WE INTERRUPT REGULAR PROGRAMMING IN ORDER TO INSPECT MELANIE'S LOOKERS. LOOKS LIKE THE LOOKERS LOOK LOVELY.



the sky clears enough for sunset colors, and i look for a balanced patch of trees. these have been things that we do around town.



but sometimes we also rent cute little fiats (non-arbitrary law will eventually find its way back into our lives) and drive toward the cascades. at their feet we find mount si and mount teneriffe.



the waterfall (is it teneriffe falls? is it kamikaze falls? it is too hard when things have two names.) was the deciding factor--we decided to casually stroll up mount teneriffe.



i had no tripod and one very war-weary nikon d90. i did what i could. it's nice to have a d7100 back.



the falls fell from high above, so we went to see what is high above.

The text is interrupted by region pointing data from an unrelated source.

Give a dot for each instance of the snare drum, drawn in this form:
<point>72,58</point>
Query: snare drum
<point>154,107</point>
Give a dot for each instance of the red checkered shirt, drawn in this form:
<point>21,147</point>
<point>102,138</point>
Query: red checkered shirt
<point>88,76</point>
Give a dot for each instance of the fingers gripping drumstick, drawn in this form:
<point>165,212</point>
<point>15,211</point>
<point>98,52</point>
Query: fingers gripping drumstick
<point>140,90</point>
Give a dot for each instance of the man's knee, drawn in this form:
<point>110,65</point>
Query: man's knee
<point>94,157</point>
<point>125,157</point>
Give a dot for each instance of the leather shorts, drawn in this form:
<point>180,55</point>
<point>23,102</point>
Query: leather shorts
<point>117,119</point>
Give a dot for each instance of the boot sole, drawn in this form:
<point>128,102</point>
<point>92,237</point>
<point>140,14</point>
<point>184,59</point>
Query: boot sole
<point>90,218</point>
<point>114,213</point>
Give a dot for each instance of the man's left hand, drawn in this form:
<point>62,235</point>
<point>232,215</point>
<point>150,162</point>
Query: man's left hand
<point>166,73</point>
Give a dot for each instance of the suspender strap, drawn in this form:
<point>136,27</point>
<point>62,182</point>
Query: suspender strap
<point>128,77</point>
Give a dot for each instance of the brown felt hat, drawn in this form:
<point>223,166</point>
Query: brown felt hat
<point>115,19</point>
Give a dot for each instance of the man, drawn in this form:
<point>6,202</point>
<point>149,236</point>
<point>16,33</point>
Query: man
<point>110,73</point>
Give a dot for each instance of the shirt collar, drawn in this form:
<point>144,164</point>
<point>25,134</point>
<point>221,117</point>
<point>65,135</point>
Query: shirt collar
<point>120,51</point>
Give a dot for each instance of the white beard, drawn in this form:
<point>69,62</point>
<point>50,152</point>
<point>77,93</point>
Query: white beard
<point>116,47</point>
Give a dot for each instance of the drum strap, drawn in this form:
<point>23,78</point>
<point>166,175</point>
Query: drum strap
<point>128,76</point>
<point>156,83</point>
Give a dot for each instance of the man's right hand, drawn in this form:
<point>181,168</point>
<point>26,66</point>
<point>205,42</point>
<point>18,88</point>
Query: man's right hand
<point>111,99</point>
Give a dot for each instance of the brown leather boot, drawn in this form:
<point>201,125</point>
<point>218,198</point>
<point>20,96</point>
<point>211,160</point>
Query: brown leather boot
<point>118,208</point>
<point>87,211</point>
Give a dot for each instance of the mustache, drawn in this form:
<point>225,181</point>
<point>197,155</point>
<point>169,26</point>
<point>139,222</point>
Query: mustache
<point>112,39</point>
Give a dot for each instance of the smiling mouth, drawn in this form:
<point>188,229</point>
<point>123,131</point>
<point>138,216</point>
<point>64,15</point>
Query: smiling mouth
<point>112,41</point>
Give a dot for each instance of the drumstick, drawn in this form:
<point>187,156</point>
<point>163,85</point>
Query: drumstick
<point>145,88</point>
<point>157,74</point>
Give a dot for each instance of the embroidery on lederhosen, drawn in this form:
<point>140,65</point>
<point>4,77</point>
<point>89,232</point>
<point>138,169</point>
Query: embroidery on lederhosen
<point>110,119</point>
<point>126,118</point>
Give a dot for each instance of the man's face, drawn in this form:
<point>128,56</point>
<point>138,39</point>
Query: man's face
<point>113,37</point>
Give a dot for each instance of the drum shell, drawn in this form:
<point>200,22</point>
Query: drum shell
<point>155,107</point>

and we found a delightful ridge (the southwest one), which wound a winsome way above the lush valleys. sometimes it was broad and leisurely. other times narrow, with drops to each side.



"i'm kind of surprised that we haven't even seen any snow yet," i said. the soil was soft, dark, and damp. it was still pretty early in the year.

then the snow appeared. there was essentially a line of it. below the line, we had seen no snow. above the line, we would be in snow for several hours.

we came to a band of steep rock, home to cascading plants. i picked a route through the band. twenty five or thirty feet up, sinking my hands into the snow to try to get some small amount of purchase from something underneath, i realized that i probably hadn't chosen very well.

shortly later we found ourselves on the summit in near-zero visibility. we chose to go down by way of an allegedly easier route, and looked forward to being out of the snow in 30 or 45 minutes. the north-facing valley, though, trapped snow much longer than the southwest-facing ridge, and we were in deep snow for most of the trip down.